Without wanting to ruin the sacred mystery, here’s how it works. Jesus VR was shot in and around the southern Italian city of Matera, which you might recognise from The Passion of the Christ, or Pasolini’s The Gospel According to St Matthew, or the new Ben-Hur movie, or almost any Biblical film with a location budget.
On set, a cluster of cameras pointing in all directions, a little like an insect’s compound eye, soak up what’s going on. Then back in the editing suite, the footage is stitched together on computers. This creates a virtual bubble of moving images you can “stand inside” by strapping on a VR headset, which is basically a pair of jeweller’s loupes pointing at a high-resolution smartphone screen.
When you turn or tilt your head, motion sensors in the smartphone calculate the direction and angle of your gaze – over your shoulder, between your legs, it doesn’t matter – and with silky seamlessness, the screen shows you whatever was there, as if you were too.
If this is the future of cinema, make the most of big screens and communal experiences while you can. Even watched in Venice’s dedicated virtual reality suite – 30 headsets and swishy white rotating chairs – VR films are a solitary experience. Nevertheless, it’s a potential gravy train Hollywood is determined not to miss.
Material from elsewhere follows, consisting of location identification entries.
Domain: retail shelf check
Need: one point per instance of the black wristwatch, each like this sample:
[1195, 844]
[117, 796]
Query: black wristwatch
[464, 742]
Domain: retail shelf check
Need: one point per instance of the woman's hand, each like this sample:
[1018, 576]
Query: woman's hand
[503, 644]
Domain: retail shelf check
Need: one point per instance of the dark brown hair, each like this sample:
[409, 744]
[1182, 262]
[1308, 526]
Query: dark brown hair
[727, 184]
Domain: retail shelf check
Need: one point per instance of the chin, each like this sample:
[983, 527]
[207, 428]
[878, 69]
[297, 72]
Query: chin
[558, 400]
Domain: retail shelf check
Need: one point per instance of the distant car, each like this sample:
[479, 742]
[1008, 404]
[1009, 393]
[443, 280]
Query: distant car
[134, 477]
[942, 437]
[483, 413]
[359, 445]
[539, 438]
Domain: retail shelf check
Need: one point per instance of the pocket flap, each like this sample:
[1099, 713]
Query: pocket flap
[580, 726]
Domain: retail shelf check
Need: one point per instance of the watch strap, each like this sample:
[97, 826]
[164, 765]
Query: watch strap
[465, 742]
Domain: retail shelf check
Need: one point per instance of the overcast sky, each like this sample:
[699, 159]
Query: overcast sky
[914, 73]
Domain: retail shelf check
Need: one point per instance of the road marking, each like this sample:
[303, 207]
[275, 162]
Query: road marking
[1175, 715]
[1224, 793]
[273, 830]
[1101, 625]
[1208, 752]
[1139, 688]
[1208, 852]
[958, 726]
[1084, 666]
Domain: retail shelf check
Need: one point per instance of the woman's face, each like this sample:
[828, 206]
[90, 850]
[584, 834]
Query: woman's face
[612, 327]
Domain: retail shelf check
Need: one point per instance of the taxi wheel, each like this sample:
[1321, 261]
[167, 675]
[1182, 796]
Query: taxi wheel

Every major studio is currently pondering two key questions: exactly what this new technology is capable of, and how they might be able to make some money from it.
The answers may come from the VR Society, a newly formed arm of a cross-studio initiative called the Advanced Imaging Society, which was originally set up to do the same thing for stereoscopic 3D, last decade’s saviour of cinema.
Next month, Paramount Pictures will host a two-day VR Society conference called VR On The Lot, where studios, video game companies, technology start-ups and researchers will share early experiments and butt heads to work out what comes next.